Mustard – Can be considered a spice and condiment. The seeds are used in cooking
and there are many varieties of mustard available all over the world. The taste is
sharp and fiery. It is used as a pickling spice and for cooking meats and seafood. In
India, whole seeds are fried in ghee until the seed pops, producing a milder nutty
flavour that is useful as a garnish or seasoning.

Nutmeg – The nutmeg tree gives two spices, mace and nutmeg. Nutmeg is the seed
kernel inside the fruit and mace is the lacy covering (aril) on the kernel. Nutmeg is
used in pies, puddings, custards, cookies and spice cakes due to its sweet
fragrance. It works well with cheese, potatoes, eggs, and some meat dishes. Mace is
milder than nutmeg.
Oregano (herb) – It grows widely in Greece and Mediterranean countries. The flavor
is strong and pungent and this spice is related to marjoram, which is milder.
Oregano is used in pizzas and also in many Mexican dishes. The essential oil of
oregano is used in food products, cosmetics, and liqueurs.

Parsley (herb) – Parsley is used mainly in the west for savory dishes. It is added to
soups, salads, sauces, eggs and several vegetable dishes.

Rosemary(herb) – Strongly aromatic herb with slightly bitter leaves. Rosemary is a

popular spice in many Mediterranean countries, especially Italy and Southern
France. Used in meat dishes and stocks.

Star Anise – Used in South Asian, Southeast Asian, and East Asian dishes, it may be
used as a substitute for anise. Star anise is commonly used in the making of liquor
(Galliano), Sambuca, pastis, and absinthe. It is also used in Indian cuisine.

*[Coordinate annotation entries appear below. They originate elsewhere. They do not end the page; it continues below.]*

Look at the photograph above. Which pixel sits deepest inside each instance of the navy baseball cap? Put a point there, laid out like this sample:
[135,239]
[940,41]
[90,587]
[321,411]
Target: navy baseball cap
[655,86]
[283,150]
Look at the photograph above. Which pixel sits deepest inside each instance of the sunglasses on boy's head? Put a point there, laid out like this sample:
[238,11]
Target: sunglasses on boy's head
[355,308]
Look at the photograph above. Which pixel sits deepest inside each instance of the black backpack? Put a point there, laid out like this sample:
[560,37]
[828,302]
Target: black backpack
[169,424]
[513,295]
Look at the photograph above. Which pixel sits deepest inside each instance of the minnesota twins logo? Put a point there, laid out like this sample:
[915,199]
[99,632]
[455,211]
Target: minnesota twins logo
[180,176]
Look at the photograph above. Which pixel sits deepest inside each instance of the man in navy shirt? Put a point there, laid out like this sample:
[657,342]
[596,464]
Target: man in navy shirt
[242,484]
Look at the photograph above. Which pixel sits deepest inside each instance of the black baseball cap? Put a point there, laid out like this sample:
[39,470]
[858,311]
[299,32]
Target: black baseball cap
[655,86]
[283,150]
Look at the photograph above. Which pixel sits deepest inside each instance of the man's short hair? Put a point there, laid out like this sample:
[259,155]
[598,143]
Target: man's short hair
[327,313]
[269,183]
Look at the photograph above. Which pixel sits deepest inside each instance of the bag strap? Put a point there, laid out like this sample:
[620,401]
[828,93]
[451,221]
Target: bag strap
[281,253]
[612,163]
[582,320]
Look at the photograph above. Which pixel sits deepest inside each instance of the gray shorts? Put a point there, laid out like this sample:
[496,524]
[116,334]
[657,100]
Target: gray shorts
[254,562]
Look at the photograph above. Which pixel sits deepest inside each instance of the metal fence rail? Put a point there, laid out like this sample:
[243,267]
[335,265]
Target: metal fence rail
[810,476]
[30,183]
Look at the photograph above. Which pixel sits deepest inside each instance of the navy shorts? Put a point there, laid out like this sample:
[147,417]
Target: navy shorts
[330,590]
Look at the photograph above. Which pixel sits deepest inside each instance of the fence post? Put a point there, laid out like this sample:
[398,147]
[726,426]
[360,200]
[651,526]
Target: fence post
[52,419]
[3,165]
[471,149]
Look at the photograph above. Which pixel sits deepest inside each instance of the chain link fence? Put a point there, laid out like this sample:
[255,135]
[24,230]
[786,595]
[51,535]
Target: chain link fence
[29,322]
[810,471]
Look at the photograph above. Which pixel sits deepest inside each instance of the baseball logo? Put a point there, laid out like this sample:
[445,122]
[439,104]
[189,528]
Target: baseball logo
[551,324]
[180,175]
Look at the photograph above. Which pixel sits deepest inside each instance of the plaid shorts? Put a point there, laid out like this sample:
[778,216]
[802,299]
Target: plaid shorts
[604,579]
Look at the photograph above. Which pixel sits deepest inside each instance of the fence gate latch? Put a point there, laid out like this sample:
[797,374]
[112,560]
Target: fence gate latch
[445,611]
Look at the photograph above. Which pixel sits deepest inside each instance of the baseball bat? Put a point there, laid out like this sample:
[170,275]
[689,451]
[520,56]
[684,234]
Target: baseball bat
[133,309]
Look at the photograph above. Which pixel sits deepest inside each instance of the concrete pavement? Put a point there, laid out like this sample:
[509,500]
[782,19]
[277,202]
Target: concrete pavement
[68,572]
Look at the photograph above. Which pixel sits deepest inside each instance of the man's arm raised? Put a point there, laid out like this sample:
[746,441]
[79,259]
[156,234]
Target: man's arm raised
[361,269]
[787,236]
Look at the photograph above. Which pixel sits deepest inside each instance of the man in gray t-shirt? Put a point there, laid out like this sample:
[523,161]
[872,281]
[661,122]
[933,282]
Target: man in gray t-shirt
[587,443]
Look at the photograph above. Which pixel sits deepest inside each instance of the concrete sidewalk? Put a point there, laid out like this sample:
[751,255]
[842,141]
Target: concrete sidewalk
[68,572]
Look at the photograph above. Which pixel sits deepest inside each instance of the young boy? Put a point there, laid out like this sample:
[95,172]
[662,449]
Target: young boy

Thyme (herb) – Strong-smelling herb, used in Arab, Italian, French, and Turkish
cuisines and in those derived from them. It is popularly used to flavor stocks, and
soups. This herb has many medicinal uses too.

Turmeric – A bright yellow spice powder that is actually a rhizome. It has antiseptic
and healing properties. It is mostly used in Indian, Persian, Thai and Malay dishes.
This spice also has many ceremonial uses in Indian culture.